Für Seungho Jang ist Malerei eine Möglichkeit, in einer Welt, die von Einheitlichkeit geprägt ist, menschlich zu bleiben. In Südkorea, einem von starkem Wettbewerb und Kontrolle geprägten Umfeld, nutzt er die Abstraktion, um die Tiefe des inneren Lebens gegen Kräfte zu verteidigen, die das Dasein auf Effizienz reduzieren.
Seine Gesten sind nicht dekorativ; sie sind Spuren des Widerstands. Spannung, Bruch und Erneuerung erscheinen auf vielschichtigen Oberflächen, auf denen Emotionen sich nicht zum Schweigen bringen lassen. Die Leinwand wird zu einem seltenen Raum, in dem Druck und Verletzlichkeit ohne Verzerrung koexistieren können.

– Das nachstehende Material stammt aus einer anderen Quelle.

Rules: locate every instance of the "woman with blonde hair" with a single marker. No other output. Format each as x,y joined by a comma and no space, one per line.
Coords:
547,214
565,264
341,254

In seinem Werk stellt die Natur eine Gegenordnung dar – fließend, widerstandsfähig und frei von aufgezwungenen Strukturen. Durch Fragmentierung und Rekonstruktion zeigt Jang, wie sich das Leben selbst im Falle eines Zusammenbruchs neu organisiert.
Seine Bilder stellen eine grundlegende Frage: Wie können wir die Komplexität des Seins in einer Welt bewahren, die darauf aus ist, sie zu verflachen? Sie bestehen darauf, dass Widerstand mit der Anerkennung der eigenen Präsenz beginnt.